GraphQL was first deployed for Facebook's native mobile applications. Clients and backends had rapidly diverging data needs. Mobile clients were different than web clients. Some APIs didn't even exist (e.g., hydrated serverside and sent as HTML). iOS applications might rarely (or never) be updated.
- The ability to scale GraphQL is highly dependent on your underlying data architecture. Meta did it well because they were able to design the protocol around it. It also depends on the shapes of data you're querying (e.g., highly normalized or not).
- Like monorepos, GraphQL seems to have a U-shaped utility function – i.e., they are great for small teams and might be good for certain large teams. Small teams can rely on native caching solutions. Mid-sized teams will likely have some topology requiring special caching, which is when GraphQL gets tough (no native versioning, type-safety across different schemas, etc.). The largest teams will have these problems regardless of the technology they use.

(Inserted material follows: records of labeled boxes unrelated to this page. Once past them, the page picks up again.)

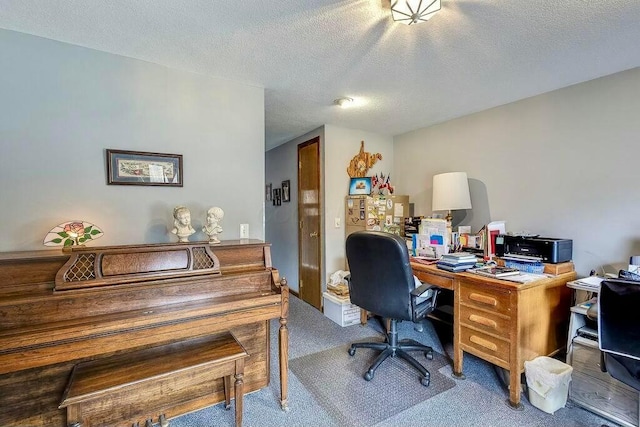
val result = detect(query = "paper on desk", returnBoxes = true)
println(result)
[498,272,549,283]
[576,276,604,288]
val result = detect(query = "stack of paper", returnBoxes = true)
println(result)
[436,252,476,272]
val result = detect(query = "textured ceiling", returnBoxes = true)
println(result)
[0,0,640,149]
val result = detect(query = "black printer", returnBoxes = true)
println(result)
[495,234,573,264]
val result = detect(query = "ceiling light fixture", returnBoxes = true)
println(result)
[333,97,353,108]
[391,0,441,25]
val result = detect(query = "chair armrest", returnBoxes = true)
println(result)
[411,283,440,299]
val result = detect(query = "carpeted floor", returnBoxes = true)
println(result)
[171,296,614,427]
[289,337,455,427]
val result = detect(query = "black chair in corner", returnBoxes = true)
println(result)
[346,231,438,386]
[598,279,640,404]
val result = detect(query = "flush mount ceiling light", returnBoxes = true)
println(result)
[391,0,441,25]
[333,97,353,108]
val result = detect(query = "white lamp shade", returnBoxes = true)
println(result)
[431,172,471,211]
[391,0,441,25]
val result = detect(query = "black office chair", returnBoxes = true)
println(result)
[346,231,438,386]
[598,279,640,391]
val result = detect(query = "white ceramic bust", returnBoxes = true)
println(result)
[171,206,196,242]
[202,207,224,244]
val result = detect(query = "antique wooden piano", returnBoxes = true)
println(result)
[0,240,289,427]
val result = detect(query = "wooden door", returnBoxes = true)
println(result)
[298,137,323,310]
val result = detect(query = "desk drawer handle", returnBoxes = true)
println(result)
[469,294,498,307]
[469,314,498,329]
[469,335,498,351]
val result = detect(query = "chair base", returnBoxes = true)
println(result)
[349,319,433,387]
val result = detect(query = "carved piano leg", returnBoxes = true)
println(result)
[278,278,289,411]
[234,359,244,427]
[223,375,231,411]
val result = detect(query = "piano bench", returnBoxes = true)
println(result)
[59,332,248,427]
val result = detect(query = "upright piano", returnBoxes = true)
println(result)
[0,240,289,427]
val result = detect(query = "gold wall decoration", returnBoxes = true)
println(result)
[347,141,382,178]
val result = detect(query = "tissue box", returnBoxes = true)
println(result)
[322,292,360,326]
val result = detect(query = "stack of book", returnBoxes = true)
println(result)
[471,266,520,277]
[436,252,476,273]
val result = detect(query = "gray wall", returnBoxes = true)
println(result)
[0,30,264,251]
[394,68,640,275]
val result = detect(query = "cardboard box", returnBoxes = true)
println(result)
[322,292,360,326]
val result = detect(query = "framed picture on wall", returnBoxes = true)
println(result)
[282,180,291,202]
[273,188,282,206]
[107,149,183,187]
[264,183,272,202]
[349,176,371,196]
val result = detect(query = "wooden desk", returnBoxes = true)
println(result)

- Not all problems are technical. GraphQL might solve a coordination problem that's easier (or tougher) than solving it at the technical level.
- GraphQL tends to be polarizing because it makes different trade-offs in complexity. Backend engineers no longer have to write N-custom APIs but now must solve (arguably, more) challenging data pipeline problems. Frontend engineers no longer have to wait for a bespoke API to deliver their data but now have to write complex queries on the client.
There's no silver bullet. GraphQL can't solve all problems. But it solves certain ones for certain teams. Whether or not it will become as ubiquitous as REST and RPC, TBD.